While post-traumatic stress disorder (PTSD) has very specific diagnostic criteria, individuals may experience a complex of post-traumatic stress symptoms without necessarily meeting the criteria for a diagnosis of PTSD. We do know that post-traumatic stress is highly prevalent in the personal histories of many individuals who use and misuse substances. The article that you will be reading for this chapter looks at alcohol misuse and two factors that might influence alcohol use disorders (AUDs) among combat veterans: (1) the use of alcohol as a coping strategy and (2) stigma around seeking help for post-traumatic stress symptoms. The most important sections to pay attention to include the introduction (all of section 1), Figure 1 (p. 92), and the discussion (all of section 4). The article you will be reading is: Miller, S.M., Pedersen, E.R., & Marshall, G.N. (2017). Combat experience and problem drinking in veterans: Exploring the role of PTSD, coping motives, and perceived stigma. Addictive Behaviors, 66, 90-95.

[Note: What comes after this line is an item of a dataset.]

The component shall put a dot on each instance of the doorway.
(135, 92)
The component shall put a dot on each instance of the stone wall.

One other thing to keep in mind as you review this article: way back in the earliest modules of our course, we spent time thinking about the problem of casually using words like “addict” and “addicted.” It is equally important to address the overly casual use of the term “PTSD” that has crept into general conversation in our society. Like substance use disorders, PTSD is a very real (biopsychosocial) disorder with debilitating symptoms that can be effectively treated if properly diagnosed and managed.

In this chapter you will read about:

  • the nature of PTSD
  • the co-occurrence of alcohol use disorders and PTSD among combat veterans, and
  • key terms used in the fields of substance use disorders and veterans’ health.
PDF links icon

Click here for a link to our Carmen course where you can locate the assigned pdf file(s) for this chapter. You will need to be logged into our Carmen course, select Module 14, and proceed to the Coursework area. Under the Readings heading you will find a box with links to the readings for relevant coursebook chapters. Don’t forget to return here in your coursebook to complete the remaining chapters and interactive activities.


A Stop sign with "Stop, Think" written on it

  • What does the study conclusion about these young adult veterans possibly tell you about the relationship between PTSD symptoms and “drinking to cope” by people who have experienced trauma outside of combat?
  • What do the study conclusions about these young adult veterans also possibly indicate about the impact of perceived stigma about seeking help for alcohol (or other substance) problems?
  • What do you think are some other situations that might lead to a person have a trauma response like what was reported among these young adult veterans?
  • What did you learn about “the language that we use” related to addiction that might also apply to language about PTSD?